(Reuters) - American Pharoah’s chances of extending his Triple Crown run were dealt a mild blow on Wednesday as the Kentucky Derby winner drew the unfavorable number one post position for Saturday’s Preakness Stakes.
Despite the unfavorable start position, American Pharoah was installed as a 4-5 early favorite for the second leg of U.S. thoroughbred racing’s Triple Crown.
The second choice for the $1.5 million race at Pimlico Race Course in Baltimore was American Pharoah stablemate Dortmund, rated a 7-2 pick after the third-place Kentucky Derby finisher drew the number two post alongside the favorite.
Both horses in the eight-horse field that will run 1-3/16 miles at Pimlico are trained by Bob Baffert.
“I can’t believe I drew the 1-2 of all draws,” Baffert said.
“I‘m just glad I didn’t draw that for the Derby.”
Firing Line, who finished a length behind American Pharoah at Churchill Downs and two lengths in front of Dortmund, was rated third in the morning line at 4-1 and drew the outside number eight post for the 140th Preakness.
“We’ve got options from out there.
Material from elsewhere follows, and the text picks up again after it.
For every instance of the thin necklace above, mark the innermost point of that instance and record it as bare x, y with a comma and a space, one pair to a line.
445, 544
It’s perfect,” said Firing Line trainer Simon Callaghan. “I guess (the rail post position) makes it a little tougher for (American Pharoah), but we’re certainly happy with our post position.”
The top three Kentucky Derby finishers arrived at Pimlico on Wednesday following a flight from Louisville that also included Preakness entrants Danzig Moon (15-1) and Tale of Verve (30-1).
Also entered in the Preakness field were Lexington Stakes winner Divining Rod (12-1), Calumet Stable’s newly acquired Mr. Z (20-1) and Bodhisattva (20-1).
The final race of the series for 3 year olds will be the 1-1/2 mile Belmont Stakes in Elmont, New York, on June 6.
Baffert did not hide his dislike of the inside post position but said it will prove a good test for his horse.
”It’s a short field, eight horses. He still has to break well. If he’s the best horse, we’ll find out,” the trainer added about the only horse in the field left with a chance to pursue a Triple Crown sweep last achieved by Affirmed in 1978.
“I don’t like the inside. I never like the one-hole. Sometimes they don’t break as well.”